Le verset de bon augure de conclusion souhaita que les mérites générés par ces débats soient dédiés à la préservation des enseignements du Bouddha et de la doctrine de Djé Tsongkhapa, ainsi qu'à la longue vie de Sa Sainteté.
« Ce genre de débat ne se fait qu'entre Tibétains, réfléchit Sa Sainteté. Au cours des derniers siècles, les enseignants ont transmis cette approche aux étudiants, de génération en génération, trouvant qu’il était tout à fait utile d'analyser la nature de la réalité. Ce n'est pas une technique limitée à la discussion sur certains sujets car elle peut être appliquée à de nombreux autres domaines de recherche. Vous, ici, avez fait de votre mieux et j'aimerais remercier les enseignants et les abbés qui vous ont formés.

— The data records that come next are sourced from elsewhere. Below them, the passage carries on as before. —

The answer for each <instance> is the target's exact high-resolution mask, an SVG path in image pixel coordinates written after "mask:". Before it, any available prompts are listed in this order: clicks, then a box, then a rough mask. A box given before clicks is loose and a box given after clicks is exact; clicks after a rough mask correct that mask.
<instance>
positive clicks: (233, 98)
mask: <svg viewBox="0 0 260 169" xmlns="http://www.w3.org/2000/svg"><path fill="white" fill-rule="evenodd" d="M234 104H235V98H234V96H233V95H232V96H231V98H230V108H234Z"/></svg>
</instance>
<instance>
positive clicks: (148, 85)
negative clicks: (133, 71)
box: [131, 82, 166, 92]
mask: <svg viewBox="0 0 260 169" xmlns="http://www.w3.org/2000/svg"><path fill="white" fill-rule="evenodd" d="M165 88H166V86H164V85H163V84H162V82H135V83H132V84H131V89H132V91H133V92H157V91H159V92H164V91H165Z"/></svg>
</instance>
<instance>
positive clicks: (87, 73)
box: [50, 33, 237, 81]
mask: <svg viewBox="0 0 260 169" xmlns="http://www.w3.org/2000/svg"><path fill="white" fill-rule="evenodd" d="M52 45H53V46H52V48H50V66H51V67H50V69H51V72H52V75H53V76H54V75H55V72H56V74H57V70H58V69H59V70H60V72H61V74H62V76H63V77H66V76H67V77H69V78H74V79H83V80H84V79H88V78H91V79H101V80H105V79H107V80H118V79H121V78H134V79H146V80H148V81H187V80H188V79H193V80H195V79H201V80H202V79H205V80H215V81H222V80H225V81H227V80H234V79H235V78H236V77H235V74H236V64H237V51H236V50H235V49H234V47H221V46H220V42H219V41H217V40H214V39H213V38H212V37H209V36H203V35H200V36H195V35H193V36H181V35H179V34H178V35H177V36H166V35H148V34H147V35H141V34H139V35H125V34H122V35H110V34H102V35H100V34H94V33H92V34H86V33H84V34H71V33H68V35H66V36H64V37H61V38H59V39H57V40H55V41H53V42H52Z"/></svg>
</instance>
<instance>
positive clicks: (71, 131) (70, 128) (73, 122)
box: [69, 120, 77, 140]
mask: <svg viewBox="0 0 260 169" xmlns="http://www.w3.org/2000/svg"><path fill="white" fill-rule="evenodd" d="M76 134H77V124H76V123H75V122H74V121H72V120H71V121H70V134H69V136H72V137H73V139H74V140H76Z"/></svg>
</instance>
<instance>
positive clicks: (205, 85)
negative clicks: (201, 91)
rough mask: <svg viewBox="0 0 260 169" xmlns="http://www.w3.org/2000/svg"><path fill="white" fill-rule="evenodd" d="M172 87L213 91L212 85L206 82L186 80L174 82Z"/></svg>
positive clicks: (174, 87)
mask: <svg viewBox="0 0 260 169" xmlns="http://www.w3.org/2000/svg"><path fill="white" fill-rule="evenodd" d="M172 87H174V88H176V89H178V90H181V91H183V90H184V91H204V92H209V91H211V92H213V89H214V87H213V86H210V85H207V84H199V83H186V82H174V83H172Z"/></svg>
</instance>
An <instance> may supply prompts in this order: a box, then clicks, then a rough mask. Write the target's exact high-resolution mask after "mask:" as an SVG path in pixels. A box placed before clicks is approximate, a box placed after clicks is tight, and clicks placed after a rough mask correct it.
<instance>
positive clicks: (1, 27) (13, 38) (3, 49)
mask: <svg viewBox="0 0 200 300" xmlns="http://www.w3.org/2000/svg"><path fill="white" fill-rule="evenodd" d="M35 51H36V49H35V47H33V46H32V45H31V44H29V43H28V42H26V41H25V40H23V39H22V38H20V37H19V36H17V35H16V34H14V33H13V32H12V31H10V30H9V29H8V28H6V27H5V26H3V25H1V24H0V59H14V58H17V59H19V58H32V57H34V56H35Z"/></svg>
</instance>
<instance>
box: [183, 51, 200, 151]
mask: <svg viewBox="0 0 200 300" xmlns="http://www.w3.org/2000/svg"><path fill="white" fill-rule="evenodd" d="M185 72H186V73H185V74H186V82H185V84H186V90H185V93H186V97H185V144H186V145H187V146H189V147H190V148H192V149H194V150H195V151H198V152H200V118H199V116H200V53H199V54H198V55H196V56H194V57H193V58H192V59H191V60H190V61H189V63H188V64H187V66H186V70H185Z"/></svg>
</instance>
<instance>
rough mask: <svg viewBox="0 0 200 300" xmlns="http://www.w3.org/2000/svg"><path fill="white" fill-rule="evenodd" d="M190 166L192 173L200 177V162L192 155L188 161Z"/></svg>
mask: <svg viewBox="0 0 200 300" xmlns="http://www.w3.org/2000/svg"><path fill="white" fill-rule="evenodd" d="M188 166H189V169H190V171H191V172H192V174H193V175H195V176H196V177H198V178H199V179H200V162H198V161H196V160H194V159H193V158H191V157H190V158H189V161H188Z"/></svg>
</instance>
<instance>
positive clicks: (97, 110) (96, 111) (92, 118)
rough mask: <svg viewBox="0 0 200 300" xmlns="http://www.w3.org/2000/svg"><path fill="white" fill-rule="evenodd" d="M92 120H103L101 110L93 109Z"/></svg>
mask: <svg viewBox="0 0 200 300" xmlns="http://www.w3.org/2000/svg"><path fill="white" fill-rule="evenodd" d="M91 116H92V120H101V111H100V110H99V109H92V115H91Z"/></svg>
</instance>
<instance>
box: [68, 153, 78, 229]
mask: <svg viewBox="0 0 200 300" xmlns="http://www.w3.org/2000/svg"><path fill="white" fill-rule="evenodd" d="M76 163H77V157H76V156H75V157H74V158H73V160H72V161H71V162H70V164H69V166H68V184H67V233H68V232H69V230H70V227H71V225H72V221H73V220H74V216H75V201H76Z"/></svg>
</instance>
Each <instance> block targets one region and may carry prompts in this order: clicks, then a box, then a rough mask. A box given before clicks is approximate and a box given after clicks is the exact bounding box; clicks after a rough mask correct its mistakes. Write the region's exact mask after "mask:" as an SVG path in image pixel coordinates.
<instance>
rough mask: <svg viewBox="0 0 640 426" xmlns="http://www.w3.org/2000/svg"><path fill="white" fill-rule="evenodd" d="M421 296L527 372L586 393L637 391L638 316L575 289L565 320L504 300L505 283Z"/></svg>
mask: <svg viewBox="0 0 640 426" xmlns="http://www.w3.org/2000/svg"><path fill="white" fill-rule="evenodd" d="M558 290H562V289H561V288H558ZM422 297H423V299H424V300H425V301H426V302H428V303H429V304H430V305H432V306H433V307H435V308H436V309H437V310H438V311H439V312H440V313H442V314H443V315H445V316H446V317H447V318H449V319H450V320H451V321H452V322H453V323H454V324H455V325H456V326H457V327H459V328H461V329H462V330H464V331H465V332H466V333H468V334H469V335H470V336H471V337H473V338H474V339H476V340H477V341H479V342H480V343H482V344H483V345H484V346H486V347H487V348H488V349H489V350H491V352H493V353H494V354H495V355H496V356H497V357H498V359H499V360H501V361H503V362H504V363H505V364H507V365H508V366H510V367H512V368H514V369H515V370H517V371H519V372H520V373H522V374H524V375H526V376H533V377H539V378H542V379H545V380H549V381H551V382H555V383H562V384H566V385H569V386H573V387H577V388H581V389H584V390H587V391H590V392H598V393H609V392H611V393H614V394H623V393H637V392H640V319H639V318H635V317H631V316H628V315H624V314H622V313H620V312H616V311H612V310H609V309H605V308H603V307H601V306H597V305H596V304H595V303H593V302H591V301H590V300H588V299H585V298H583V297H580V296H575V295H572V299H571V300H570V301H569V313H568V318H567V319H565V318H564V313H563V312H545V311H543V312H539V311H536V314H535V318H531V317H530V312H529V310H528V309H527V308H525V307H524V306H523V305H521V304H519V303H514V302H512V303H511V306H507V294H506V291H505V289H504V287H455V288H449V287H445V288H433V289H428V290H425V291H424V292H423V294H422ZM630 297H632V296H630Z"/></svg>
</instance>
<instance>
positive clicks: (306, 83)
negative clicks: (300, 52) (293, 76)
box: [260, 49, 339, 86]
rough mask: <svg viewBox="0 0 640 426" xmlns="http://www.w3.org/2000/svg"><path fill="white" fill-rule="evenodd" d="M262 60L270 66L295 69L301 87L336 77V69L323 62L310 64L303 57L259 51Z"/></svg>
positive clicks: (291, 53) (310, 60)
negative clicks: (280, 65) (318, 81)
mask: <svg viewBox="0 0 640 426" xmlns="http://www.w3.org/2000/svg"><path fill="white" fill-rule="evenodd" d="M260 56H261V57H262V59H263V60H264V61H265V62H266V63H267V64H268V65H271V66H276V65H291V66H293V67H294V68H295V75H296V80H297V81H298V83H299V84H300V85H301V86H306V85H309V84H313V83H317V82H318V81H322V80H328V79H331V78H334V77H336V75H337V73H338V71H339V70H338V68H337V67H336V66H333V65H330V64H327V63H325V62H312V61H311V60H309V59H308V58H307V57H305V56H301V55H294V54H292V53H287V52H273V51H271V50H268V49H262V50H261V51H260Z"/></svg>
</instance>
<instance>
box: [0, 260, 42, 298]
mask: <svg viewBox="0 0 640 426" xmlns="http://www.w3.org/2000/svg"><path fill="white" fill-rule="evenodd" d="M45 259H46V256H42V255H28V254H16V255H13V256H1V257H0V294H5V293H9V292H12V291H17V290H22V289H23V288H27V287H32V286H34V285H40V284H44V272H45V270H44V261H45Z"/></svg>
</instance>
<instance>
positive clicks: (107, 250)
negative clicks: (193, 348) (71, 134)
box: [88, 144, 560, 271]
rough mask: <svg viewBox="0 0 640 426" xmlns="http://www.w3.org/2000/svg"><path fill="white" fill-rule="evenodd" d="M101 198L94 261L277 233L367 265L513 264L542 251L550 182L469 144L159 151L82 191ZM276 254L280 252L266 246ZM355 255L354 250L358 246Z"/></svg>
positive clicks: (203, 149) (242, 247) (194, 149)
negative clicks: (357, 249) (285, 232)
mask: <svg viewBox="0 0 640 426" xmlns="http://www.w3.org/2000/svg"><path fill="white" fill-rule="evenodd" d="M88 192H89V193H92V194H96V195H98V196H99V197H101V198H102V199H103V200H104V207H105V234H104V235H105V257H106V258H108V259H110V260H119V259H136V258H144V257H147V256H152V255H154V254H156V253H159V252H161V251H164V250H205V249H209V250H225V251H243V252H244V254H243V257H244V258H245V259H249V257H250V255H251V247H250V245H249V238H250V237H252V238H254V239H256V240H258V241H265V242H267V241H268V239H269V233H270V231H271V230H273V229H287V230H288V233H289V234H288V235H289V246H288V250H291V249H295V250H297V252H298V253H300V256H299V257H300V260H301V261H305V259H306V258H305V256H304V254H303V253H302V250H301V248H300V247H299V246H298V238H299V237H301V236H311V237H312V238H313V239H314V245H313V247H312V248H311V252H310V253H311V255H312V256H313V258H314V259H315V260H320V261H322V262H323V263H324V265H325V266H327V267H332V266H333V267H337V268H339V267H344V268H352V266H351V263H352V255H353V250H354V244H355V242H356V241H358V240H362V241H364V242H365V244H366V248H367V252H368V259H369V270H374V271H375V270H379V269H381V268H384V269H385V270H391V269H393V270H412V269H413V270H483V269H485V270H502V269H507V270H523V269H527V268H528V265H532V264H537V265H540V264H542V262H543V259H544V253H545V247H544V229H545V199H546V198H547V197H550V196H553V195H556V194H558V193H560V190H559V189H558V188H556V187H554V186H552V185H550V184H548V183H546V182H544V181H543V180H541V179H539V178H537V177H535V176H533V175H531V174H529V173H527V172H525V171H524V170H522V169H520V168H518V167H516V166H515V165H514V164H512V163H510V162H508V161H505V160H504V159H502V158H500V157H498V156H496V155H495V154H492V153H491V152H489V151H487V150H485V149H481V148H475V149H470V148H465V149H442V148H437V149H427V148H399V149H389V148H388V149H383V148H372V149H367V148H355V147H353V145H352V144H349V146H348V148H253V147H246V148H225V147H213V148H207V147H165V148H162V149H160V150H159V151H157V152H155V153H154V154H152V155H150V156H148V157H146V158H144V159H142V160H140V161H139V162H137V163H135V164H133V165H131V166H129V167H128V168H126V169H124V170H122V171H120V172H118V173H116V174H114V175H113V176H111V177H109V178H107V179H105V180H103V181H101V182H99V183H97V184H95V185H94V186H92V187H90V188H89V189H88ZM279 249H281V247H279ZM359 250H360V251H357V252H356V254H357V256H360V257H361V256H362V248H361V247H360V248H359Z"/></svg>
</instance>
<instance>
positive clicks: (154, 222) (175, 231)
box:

« Le monastère de moniales voisin de Djangtchoub Tcheuling a produit plusieurs guéshé-mas. Je l'ai déjà visité, mais il semble peu probable que je puisse y retourner cette fois-ci. Lorsque Shantarakshita établit le vinaya au Tibet, il n'avait pas eu la possibilité d’amener des bhikshounis avec lui, ce qui a eu pour conséquence de l’absence de lignée de guélongmas. Il n'y a cependant aucune différence dans la capacité d’étudier entre les hommes et les femmes.
« De nos jours, l'étude de la logique et la pratique du débat se poursuivent dans les écoles, où l'on désigne désormais l'enseignant concerné non pas comme un enseignant de religion mais comme un enseignant de philosophie. J'aspire vivement à ce que tous, moines, moniales, laïcs jeunes et vieux puissent utiliser la raison et le débat. Les trois sièges d'apprentissage ont préservé cette tradition jusqu'à présent : s'il vous plaît, continuez de le faire.

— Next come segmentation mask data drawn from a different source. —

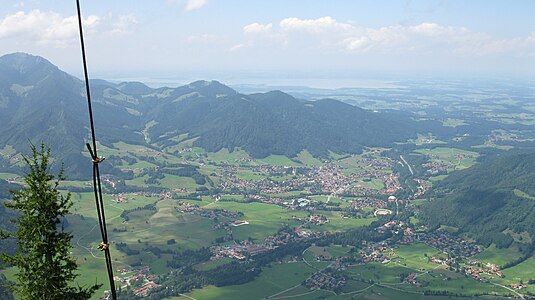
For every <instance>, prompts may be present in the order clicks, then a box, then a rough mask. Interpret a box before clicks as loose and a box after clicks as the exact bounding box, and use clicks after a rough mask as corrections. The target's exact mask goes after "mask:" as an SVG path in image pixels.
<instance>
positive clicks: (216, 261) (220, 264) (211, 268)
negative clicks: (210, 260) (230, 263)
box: [194, 257, 233, 271]
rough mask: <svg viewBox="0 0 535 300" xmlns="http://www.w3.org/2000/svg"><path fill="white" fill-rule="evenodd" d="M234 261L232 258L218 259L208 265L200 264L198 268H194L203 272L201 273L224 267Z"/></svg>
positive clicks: (199, 264) (198, 265) (206, 263)
mask: <svg viewBox="0 0 535 300" xmlns="http://www.w3.org/2000/svg"><path fill="white" fill-rule="evenodd" d="M232 261H233V259H231V258H228V257H222V258H220V259H217V260H211V261H209V262H206V263H202V264H198V265H196V266H194V268H195V269H197V270H201V271H208V270H212V269H215V268H217V267H219V266H222V265H226V264H228V263H230V262H232Z"/></svg>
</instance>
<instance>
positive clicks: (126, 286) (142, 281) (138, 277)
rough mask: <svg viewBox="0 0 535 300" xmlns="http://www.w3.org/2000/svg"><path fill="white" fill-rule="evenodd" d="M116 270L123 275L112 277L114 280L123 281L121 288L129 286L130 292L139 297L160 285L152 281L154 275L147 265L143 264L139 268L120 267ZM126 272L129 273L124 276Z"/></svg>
mask: <svg viewBox="0 0 535 300" xmlns="http://www.w3.org/2000/svg"><path fill="white" fill-rule="evenodd" d="M117 272H118V273H119V274H121V275H123V277H119V276H115V277H114V280H115V281H116V282H120V283H124V285H122V286H121V289H127V288H131V289H132V292H134V294H135V295H136V296H139V297H146V296H148V295H149V293H150V291H151V290H152V289H154V288H157V287H159V286H160V285H159V284H157V283H155V282H154V280H155V279H156V277H155V276H154V275H152V274H150V267H148V266H143V267H141V268H140V269H132V268H121V269H118V270H117ZM127 274H131V275H129V276H124V275H127Z"/></svg>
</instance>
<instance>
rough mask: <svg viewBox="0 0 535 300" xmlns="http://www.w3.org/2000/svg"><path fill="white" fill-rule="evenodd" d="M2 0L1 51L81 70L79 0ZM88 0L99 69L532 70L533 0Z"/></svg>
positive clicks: (92, 52) (336, 76)
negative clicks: (274, 0)
mask: <svg viewBox="0 0 535 300" xmlns="http://www.w3.org/2000/svg"><path fill="white" fill-rule="evenodd" d="M0 3H2V8H0V40H2V43H0V55H4V54H7V53H11V52H19V51H22V52H28V53H31V54H34V55H41V56H43V57H46V58H47V59H49V60H51V61H52V62H53V63H54V64H57V65H58V66H59V67H60V68H61V69H63V70H65V71H67V72H69V73H71V74H73V75H76V76H80V74H81V73H82V72H81V63H80V53H79V52H80V51H79V42H78V33H77V27H76V18H75V3H74V1H70V2H64V1H62V2H55V1H37V0H32V1H19V2H16V3H13V2H10V1H5V0H2V1H0ZM81 5H82V13H83V15H84V20H85V24H84V26H85V27H84V29H85V33H86V41H87V52H88V60H89V63H90V76H91V77H92V78H103V79H108V80H118V79H133V80H140V81H144V82H147V83H149V84H151V83H152V84H153V85H158V83H166V82H168V83H171V84H172V83H175V84H179V83H186V82H189V81H192V80H194V79H216V80H220V81H222V82H225V83H230V84H238V83H248V84H255V83H265V84H275V85H308V86H311V87H343V86H353V85H356V86H358V85H359V83H363V82H364V83H366V80H368V82H367V83H370V82H371V84H372V85H373V84H380V82H379V81H376V82H373V80H387V81H388V80H396V79H400V78H405V77H406V76H407V75H409V76H430V75H432V76H438V77H440V76H445V77H458V76H460V77H496V76H498V77H503V78H524V79H528V80H533V78H535V71H534V70H535V21H534V20H533V18H532V16H531V15H530V12H532V11H534V9H535V3H534V2H531V1H519V2H514V3H505V2H497V1H471V2H469V3H468V2H465V1H399V2H394V1H342V0H340V1H330V2H328V3H327V2H324V1H304V0H298V1H291V2H290V3H288V2H287V1H269V2H259V1H227V0H218V1H216V0H165V1H156V2H150V3H148V2H135V3H132V2H130V1H114V2H113V3H107V2H104V1H90V2H87V1H82V3H81ZM369 79H373V80H372V81H369Z"/></svg>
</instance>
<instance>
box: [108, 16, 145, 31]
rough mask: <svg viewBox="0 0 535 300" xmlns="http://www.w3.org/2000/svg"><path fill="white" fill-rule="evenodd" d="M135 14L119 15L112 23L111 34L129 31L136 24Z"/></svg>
mask: <svg viewBox="0 0 535 300" xmlns="http://www.w3.org/2000/svg"><path fill="white" fill-rule="evenodd" d="M137 23H138V22H137V19H136V16H135V15H133V14H129V15H122V16H119V19H118V20H117V21H115V22H114V23H113V24H112V27H111V30H110V33H111V34H125V33H130V32H132V30H133V27H134V26H135V25H136V24H137Z"/></svg>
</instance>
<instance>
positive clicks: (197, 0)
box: [184, 0, 207, 11]
mask: <svg viewBox="0 0 535 300" xmlns="http://www.w3.org/2000/svg"><path fill="white" fill-rule="evenodd" d="M206 3H207V1H206V0H187V1H186V7H185V8H184V9H185V10H186V11H191V10H195V9H199V8H201V7H203V6H204V5H206Z"/></svg>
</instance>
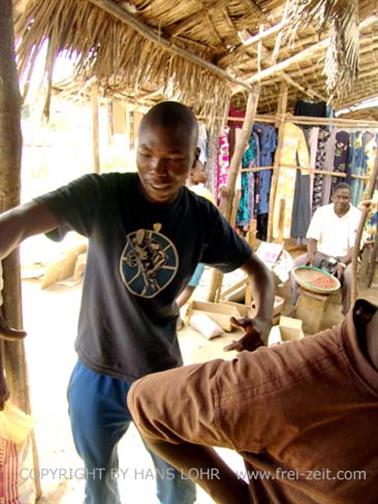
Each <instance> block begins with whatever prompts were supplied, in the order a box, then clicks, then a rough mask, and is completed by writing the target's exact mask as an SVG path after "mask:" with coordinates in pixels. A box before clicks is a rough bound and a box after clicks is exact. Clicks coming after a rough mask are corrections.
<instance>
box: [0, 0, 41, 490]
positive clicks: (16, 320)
mask: <svg viewBox="0 0 378 504" xmlns="http://www.w3.org/2000/svg"><path fill="white" fill-rule="evenodd" d="M0 49H1V58H0V166H1V170H0V188H1V189H0V211H1V212H3V211H5V210H8V209H10V208H13V207H14V206H16V205H18V204H19V202H20V187H21V180H20V178H21V177H20V173H21V150H22V137H21V96H20V91H19V87H18V76H17V68H16V58H15V49H14V34H13V14H12V0H1V1H0ZM3 274H4V290H3V298H4V305H3V312H4V317H5V318H6V320H7V321H8V322H9V323H10V325H12V326H13V327H21V326H22V307H21V278H20V262H19V253H18V250H17V251H15V252H13V253H12V254H10V255H9V256H8V257H7V258H6V259H4V260H3ZM2 347H3V352H4V354H3V359H4V365H5V370H6V375H7V383H8V387H9V390H10V393H11V398H12V402H13V403H15V404H16V405H17V406H18V407H19V408H21V409H22V410H24V411H25V412H27V413H30V411H31V408H30V399H29V383H28V372H27V365H26V357H25V348H24V344H23V342H22V341H17V342H16V341H12V342H9V341H4V342H3V345H2ZM31 440H32V446H33V462H34V475H35V478H34V482H35V489H36V493H37V497H39V496H40V495H41V486H40V478H39V464H38V454H37V450H36V445H35V439H34V435H32V437H31Z"/></svg>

« Je me souviens que je me trouvais au dernier étage de Drépoung Latchi quand j'ai annoncé que les moniales devraient être encouragées à étudier et à devenir des guéshé-mas. Guyèn Lobsang Nyima demanda : "Comment est-ce possible ?" Je lui ai dit que puisque le Bouddha avait accordé le vœu de bhikshouni aussi bien que celui de bhikshou, il était évident que les moniales devraient elles aussi étudier jusqu'au rang de guéshé.
« Nagarjouna écrivit : "C’est la conceptualisation qui qui est à l’origine du désir, de la haine et de la confusion". Nous croyons à tort que les choses existent telles qu'elles apparaissent. Aujourd'hui, la physique quantique dit que rien n'existe objectivement, tel que cela apparaît. Les émotions perturbatrices surgissent à cause de notre vision exagérée des choses. Mais lorsque nous analysons sans parti pris, nous voyons que les choses n'existent pas telles qu'elles apparaissent. »
Sa Sainteté nota que certains des débats avaient porté sur l'esprit d'éveil de la bodhicitta. Il cita des versets de Shantidéva dans ses louanges :
Si je n'échange pas réellement mon bonheur
Pour les souffrances d’autrui,
Je n'atteindrai pas l'état de Bouddha
Et même dans l’existence cyclique, je n’éprouverai point de joie.
Toute la joie contenue dans le monde
Est née du souhait du bonheur d’autrui.
Toute la misère contenue dans le monde
Naît de vouloir du plaisir pour soi-même.
L'Offrande au maître spirituel (Lama Tcheupa) va également dans ce sens :
Comprenant que cette maladie chronique de l'égoïsme
Est la cause des souffrances non désirées,
J’implore votre grâce afin de blâmer, haïr et détruire
Le puissant démon de l'appréhension d’un soi.
Chérir ses mères et chercher à les établir dans la félicité
Est le passage vers des qualités infinies.
Quand bien même ces êtres se dresseraient-ils en ennemis contre moi,
J’implore votre grâce afin de les aimer plus encore que ma propre vie.
L’essence de tous ces versets exprime que le fait d'agir en se préoccupant d’autrui est une source fondamentale de bonheur et de bien-être. Sa Sainteté conclut en encourageant les moines à se rappeler que ce n'est que par l'étude et la pratique que les enseignements du Bouddha perdureront.